He had not spoken, but no movement seemed to escape the soldier's quick keen glance.
'What! Dino?—Dino de Rossi? Why, man, what is the matter with you? You look like a thunder-cloud. Aren't you glad to see me home again, then?' the young Marquis asked laughingly, and was pleased to hold out his hand to his old acquaintance and foster-brother, bidding him cheer up and not stand there sulking, 'if it were only out of respect to the signorina's beautiful eyes.'
'Nay, she is no signorina; her name is Italia, at the signor Marchese's service,' old Drea interposed, gravely enough. Young men would be young men; but it would be well if the Marchese Gasparo should recollect the difference, and to be spoken of in this way by one of the 'padroni' brought with it an uneasy sense of incongruity: it was like one of the gods walking upon the earth and claiming human familiarity. Old Drea probably cared more about pleasing his young master than for any other thing in the world unconnected with Italia. He was very susceptible to the influences of education and rank. 'Ay, there are differences between us workingmen just as there are differences between the donkeys; but your cleverest donkey will only think of seven tricks, while his master can think of eight,' he had said to Dino only a day or two before; and the fact that 'the masters' knew best was a quite unquestioned source of comfort and satisfaction to the loyal, simple-hearted old man. All genuine reverence implies a certain poetry of nature; there was a good deal of romantic admiration—the old feeling of the clansman to his chief—mixed up with the affection and respect with which he contemplated his young guest. And Gasparo was well aware of the fact. He liked the old man, too, in his way; above all, he liked to be liked. All pleasant sensations were natural to him, and the simple admiration which surrounded him now was warm and agreeable, like the sunshine. Things had not been made quite so pleasant to him at the Villa. He had found the household unprepared to receive him, the house in disorder, and the old Marchesa, his mother, more grimly logical than complaisant on the subject of his gambling debts. But here, at least, there was no fear of encountering irritating criticism. He was always ready to do a good-natured thingen bon prince; and now, as he took a seat beside the table—it was Drea's chair—and let the old man fill him up a glass of the sour wine, it was impossible altogether to resist the charm and gaiety of his manner. There was something satisfactory and winning in the very tones of his voice, in the glance of his quick smiling eyes, in the firm ready pressure of his hand. When he asked Italia to sing him a song, which he did presently, it was with the air of pleading for some favour.
'The child's ready enough to sing; and proud enough she ought to be to think you should have remembered her voice all these years.
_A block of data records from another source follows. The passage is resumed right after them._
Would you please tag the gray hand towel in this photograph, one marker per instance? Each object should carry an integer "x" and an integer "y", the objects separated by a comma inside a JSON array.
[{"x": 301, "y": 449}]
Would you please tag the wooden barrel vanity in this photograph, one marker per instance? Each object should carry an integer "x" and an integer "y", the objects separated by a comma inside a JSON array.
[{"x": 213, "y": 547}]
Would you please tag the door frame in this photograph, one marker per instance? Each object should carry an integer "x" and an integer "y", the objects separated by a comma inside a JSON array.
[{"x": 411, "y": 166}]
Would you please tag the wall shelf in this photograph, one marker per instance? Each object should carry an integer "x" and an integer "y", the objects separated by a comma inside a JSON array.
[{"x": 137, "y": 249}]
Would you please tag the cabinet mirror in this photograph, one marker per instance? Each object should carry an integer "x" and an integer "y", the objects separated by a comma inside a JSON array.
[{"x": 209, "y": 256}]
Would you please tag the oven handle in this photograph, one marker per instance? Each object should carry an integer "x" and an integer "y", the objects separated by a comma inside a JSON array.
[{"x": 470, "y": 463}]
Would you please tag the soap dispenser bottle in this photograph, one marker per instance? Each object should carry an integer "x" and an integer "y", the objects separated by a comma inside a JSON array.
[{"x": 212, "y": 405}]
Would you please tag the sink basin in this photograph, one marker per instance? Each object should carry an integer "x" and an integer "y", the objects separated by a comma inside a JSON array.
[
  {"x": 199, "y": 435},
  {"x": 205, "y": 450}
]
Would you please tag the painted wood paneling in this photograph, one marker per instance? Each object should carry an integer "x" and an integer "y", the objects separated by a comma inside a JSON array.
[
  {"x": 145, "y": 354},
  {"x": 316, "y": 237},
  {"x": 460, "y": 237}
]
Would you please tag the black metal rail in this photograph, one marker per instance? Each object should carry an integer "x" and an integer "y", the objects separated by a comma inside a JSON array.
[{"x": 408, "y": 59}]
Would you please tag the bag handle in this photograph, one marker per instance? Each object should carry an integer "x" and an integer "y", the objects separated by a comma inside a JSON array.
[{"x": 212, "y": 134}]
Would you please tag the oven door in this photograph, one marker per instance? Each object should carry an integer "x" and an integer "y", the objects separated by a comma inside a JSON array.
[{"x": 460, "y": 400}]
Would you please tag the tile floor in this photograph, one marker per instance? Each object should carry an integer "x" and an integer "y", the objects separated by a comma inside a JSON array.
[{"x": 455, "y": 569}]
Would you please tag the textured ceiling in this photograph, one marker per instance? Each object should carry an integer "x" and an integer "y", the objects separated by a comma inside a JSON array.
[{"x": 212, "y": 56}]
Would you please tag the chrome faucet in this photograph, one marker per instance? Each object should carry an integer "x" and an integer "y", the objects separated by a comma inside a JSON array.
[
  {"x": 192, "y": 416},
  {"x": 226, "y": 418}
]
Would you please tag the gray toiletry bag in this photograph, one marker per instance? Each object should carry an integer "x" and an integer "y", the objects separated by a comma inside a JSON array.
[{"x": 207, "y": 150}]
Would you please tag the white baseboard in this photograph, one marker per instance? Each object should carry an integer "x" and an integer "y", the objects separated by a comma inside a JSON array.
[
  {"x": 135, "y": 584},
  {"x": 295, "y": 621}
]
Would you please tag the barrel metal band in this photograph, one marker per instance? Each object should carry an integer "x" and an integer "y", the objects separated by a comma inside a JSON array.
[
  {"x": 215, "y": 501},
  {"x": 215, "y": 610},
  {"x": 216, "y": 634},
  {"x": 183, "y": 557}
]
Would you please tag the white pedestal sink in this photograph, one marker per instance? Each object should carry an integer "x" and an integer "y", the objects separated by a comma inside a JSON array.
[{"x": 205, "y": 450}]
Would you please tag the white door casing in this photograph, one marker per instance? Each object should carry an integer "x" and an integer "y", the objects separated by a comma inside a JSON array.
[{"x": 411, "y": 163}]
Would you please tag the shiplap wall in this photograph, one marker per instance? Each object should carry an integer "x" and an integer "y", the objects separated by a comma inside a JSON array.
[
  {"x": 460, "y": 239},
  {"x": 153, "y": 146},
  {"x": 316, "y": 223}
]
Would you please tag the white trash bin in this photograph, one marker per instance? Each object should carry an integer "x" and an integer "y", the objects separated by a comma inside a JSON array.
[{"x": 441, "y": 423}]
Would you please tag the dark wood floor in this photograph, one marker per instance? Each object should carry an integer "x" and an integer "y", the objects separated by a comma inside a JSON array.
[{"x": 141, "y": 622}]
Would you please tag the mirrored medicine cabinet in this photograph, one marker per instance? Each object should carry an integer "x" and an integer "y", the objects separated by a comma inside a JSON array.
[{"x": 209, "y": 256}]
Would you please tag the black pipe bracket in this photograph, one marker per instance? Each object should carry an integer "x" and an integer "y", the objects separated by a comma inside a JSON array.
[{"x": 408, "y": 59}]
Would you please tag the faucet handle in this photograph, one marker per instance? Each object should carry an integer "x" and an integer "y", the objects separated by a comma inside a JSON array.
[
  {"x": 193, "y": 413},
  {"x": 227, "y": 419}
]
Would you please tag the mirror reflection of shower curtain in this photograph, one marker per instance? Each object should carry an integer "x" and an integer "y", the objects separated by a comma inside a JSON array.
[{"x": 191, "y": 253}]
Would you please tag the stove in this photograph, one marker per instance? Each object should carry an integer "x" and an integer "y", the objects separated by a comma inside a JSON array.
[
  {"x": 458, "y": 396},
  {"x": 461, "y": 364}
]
But she was always like a little singing bird, when she was no higher than my knee. Lord! how well I can remember it—taking her out with me in the old boat, and she, no bigger than that, sitting on the nets and singing away to herself, soft like, till you could think of nothing else but a summer morning, when the boat is anchored off shore, and the larks are just rising in the meadows. But there! 'tis I am keeping the Captain from his music after all,' old Drea said, with an apologetic laugh.
Italia had taken her guitar from Dino's hands; she took it with a smile and a blush, as she had taken the Captain's pretty speeches, and moved away to the other end of the room. Her voice was the lowest, sweetest contralto. When she began to sing her face grew serious and composed.
'Why does Italia look so unhappy as that? She looks like one of the saints on the cathedral window, as if she were saying her prayers,' Palmira whispered into Lucia's ear. She was awe-struck with admiration of the Captain's sword, which he had taken off before sitting down at the table. 'Do you think, Lucia; do you think he would let me touch it if Italia were to ask him?' she said.
The Captain did not seem in the humour to object to anything. The song—or was it the singer?—had given him far more pleasure than he had expected. He told her so, after a moment's hesitation.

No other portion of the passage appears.